Portrait of Pavlos Melas, c.1905
Georgios Iakovidis, first Director of the National Gallery and Director of the School of Fine Arts, was established by his multi-faceted oeuvre as one of the leading figures in modern Greek art in the late nineteenth and early twentieth century. From his early years at the Athens School of Fine Arts he pursued a course of constant quests and exploratory thinking. In assimilating the principles of painting into which he was initiated by his teacher in Athens Nikiphoros Lytras, he fruitfully absorbed the various trends which had taken shape at the Munich Academy when he arrived there in 1878, trends which ranged between realism and idealism. From the purely genre painting subjects of the years of his apprenticeship in Athens, he moved on initially to depictions of mythological subjects - in which the character of the school of Von Piloty dominated - before arriving at the painting which is characteristic of him, with scenes from children's and family life.
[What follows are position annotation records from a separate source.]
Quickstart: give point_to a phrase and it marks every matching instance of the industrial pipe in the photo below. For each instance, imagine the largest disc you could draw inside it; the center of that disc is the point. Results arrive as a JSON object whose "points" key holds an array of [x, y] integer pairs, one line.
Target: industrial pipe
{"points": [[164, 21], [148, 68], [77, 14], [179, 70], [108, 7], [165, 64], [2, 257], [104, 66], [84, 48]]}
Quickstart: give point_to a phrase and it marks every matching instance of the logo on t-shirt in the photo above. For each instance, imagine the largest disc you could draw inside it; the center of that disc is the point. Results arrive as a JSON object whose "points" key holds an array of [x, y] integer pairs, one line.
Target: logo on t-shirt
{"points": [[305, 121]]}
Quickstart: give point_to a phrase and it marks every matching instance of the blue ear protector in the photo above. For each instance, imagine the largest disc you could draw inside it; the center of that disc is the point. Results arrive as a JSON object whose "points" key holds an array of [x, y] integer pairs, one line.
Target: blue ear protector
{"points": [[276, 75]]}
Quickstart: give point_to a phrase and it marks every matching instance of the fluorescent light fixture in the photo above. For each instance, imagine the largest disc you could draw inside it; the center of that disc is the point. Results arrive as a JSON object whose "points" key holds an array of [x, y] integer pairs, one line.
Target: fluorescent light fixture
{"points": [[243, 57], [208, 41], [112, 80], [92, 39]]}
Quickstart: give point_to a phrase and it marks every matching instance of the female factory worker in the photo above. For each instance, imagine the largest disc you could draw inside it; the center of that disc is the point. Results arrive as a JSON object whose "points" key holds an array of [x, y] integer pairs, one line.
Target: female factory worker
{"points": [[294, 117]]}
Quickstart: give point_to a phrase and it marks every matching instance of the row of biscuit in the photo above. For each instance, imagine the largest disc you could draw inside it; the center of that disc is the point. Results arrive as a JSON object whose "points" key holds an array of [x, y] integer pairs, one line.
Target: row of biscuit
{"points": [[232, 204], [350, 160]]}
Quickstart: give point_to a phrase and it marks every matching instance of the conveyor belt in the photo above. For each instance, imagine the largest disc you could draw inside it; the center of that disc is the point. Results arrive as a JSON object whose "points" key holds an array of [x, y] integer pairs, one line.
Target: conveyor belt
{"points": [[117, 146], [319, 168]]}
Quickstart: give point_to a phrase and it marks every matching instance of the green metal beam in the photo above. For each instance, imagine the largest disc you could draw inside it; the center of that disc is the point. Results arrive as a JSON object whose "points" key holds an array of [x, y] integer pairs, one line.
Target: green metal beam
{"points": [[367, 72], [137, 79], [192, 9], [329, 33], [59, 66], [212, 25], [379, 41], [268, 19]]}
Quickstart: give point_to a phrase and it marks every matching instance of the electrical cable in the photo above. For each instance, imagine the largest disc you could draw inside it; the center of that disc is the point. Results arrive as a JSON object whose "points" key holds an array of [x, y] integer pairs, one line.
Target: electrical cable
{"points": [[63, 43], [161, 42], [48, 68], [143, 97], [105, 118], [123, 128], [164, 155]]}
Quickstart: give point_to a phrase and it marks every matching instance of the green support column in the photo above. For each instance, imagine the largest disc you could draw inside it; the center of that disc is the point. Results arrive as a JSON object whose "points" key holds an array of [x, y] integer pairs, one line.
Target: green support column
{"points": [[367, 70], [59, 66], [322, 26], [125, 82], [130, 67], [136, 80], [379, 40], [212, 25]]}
The Portrait of Pavlos Melas is one of the portraits of the hero of the Macedonian Struggle painted by Iakovidis. Melas is shown in the uniform of a Greek officer, leaning on his sword, and with an unyielding manner. His facial expression shows resolution and faith in the struggle which he has undertaken, and in which he sacrificed his life. His stance denotes nobility and lofty ideals, while his whole appearance is rendered with the greatest possible idealisation.